Since my first outing alone after giving birth – a whopping twenty-minute run to the supermarket and back – I’ve been haunted by the same question. “Oh, your daughter’s not with you? Is Daddy babysitting?”
I usually just grit my teeth and nod, but sometimes I can’t help myself. “No,” he tell them. “He’s not babysitting. You see, he’s her father, and as such, he doesn’t babysit. Babysitting is what someone is hired to do when her parents aren’t available. My husband, her daddy, is home, spending time with his daughter.”

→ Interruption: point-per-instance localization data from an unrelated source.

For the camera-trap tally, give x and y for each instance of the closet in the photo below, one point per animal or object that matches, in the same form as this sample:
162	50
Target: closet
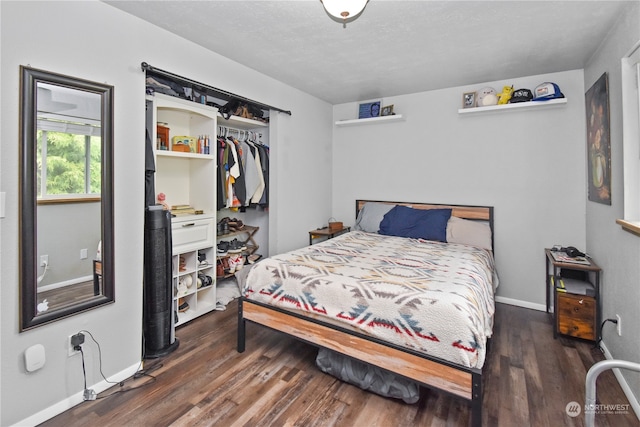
189	141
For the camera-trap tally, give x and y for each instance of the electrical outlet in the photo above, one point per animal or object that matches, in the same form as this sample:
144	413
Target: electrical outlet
71	343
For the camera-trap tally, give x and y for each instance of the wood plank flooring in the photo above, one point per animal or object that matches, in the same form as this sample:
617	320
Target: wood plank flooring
529	380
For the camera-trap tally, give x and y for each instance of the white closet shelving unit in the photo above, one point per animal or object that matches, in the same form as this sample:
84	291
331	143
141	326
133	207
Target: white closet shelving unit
188	178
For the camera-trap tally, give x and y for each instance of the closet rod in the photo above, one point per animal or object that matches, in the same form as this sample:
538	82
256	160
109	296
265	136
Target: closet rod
146	67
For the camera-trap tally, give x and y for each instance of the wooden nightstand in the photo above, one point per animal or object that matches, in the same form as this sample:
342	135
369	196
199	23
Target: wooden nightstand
576	297
326	232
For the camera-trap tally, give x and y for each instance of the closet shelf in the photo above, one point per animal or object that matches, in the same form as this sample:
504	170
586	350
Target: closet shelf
181	154
520	105
240	122
371	120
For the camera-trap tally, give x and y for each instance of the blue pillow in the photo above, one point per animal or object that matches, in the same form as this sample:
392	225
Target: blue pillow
430	224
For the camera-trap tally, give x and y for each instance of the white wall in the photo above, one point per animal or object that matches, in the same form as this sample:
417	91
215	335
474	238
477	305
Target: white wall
95	41
617	251
528	164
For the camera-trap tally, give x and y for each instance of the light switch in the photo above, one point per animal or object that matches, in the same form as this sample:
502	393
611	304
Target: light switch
34	357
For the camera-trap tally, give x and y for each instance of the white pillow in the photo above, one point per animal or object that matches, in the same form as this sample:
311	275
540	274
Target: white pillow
371	215
473	233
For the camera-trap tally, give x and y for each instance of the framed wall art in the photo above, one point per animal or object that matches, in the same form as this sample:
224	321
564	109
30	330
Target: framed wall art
468	100
369	109
598	142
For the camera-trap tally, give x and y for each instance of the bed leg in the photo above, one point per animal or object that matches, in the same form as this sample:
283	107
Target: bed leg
241	328
476	400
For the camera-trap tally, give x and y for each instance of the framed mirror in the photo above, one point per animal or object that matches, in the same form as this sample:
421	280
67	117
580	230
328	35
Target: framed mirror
66	196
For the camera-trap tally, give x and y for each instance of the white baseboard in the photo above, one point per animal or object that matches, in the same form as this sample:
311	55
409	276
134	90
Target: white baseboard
520	303
623	382
71	401
64	283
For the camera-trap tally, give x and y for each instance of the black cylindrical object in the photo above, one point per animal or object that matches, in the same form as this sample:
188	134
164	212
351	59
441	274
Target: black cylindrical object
158	322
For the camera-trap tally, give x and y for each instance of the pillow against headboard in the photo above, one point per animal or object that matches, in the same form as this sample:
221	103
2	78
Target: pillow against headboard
430	224
371	215
473	233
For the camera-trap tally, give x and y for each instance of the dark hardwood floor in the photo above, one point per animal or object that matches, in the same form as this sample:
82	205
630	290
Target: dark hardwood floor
529	380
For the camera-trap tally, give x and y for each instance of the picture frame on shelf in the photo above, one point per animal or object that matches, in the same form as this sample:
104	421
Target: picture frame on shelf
369	109
387	110
468	100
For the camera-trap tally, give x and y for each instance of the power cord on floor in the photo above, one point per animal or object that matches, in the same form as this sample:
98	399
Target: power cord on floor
597	344
90	394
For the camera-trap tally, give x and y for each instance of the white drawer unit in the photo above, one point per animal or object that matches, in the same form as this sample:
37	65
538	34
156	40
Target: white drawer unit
190	234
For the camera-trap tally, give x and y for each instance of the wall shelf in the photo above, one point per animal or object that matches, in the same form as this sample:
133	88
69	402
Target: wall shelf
520	105
371	120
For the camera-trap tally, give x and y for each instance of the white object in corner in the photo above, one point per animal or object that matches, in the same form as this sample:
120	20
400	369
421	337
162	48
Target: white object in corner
34	357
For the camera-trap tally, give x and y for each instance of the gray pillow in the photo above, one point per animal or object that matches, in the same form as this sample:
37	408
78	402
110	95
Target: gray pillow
371	215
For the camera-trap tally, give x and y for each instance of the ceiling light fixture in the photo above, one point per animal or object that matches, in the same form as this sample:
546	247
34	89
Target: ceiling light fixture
344	10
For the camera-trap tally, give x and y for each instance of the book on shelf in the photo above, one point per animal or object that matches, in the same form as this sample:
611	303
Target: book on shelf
561	256
574	286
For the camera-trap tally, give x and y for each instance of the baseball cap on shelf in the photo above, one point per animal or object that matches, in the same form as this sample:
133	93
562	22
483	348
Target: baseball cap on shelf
487	96
546	91
521	95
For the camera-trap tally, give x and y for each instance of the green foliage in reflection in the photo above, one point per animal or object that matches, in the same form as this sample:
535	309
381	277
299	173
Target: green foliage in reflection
66	163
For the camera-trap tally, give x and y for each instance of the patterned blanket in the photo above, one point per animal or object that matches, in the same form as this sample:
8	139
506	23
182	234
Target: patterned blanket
435	298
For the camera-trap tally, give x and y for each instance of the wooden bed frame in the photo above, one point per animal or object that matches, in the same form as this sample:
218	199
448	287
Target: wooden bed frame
429	371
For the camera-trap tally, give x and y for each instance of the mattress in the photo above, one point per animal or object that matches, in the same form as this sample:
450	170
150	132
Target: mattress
432	297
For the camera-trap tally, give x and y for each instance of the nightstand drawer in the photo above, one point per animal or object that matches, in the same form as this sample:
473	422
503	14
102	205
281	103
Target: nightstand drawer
576	315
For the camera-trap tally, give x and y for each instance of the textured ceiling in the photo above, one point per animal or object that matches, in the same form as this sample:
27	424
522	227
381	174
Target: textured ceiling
394	47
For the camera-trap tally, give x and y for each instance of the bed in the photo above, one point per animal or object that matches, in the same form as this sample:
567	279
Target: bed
409	290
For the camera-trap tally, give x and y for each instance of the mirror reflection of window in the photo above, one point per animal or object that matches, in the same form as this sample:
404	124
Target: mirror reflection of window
68	143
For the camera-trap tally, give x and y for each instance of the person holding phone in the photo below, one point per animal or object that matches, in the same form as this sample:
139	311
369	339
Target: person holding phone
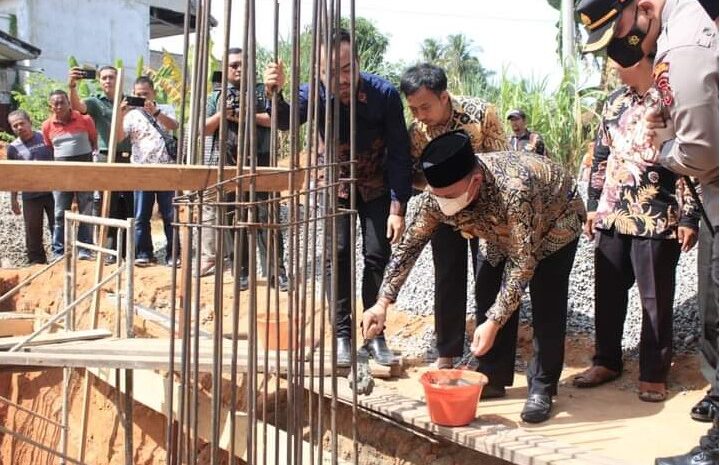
146	123
100	108
216	110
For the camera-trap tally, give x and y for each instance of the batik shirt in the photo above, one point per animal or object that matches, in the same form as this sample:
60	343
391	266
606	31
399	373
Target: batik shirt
474	116
630	193
527	209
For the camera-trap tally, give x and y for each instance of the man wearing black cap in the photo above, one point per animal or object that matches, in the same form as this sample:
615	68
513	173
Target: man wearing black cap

The notion that mothers parent and fathers babysit is outdated at best, downright insulting at worst. Why are fathers, who in this day and age really do put in as much time with their kids as their female partners considered babysitters? They are, after all, doing the same things their wives and girlfriends do – playing games, disciplining, bathing, etc. They have as much to do with the child’s presence on this earth too; and not only in the sense of procreation. They help support their kids financially and emotionally. They get up late at night and fill a medicine dropper with Panadol to soothe a teething tot, and they get up in the morning to make waffles and pour sippy cups full of watered down orange juice.
I don’t know a dad who would call himself anything less. So why do people still treat them like the hired help?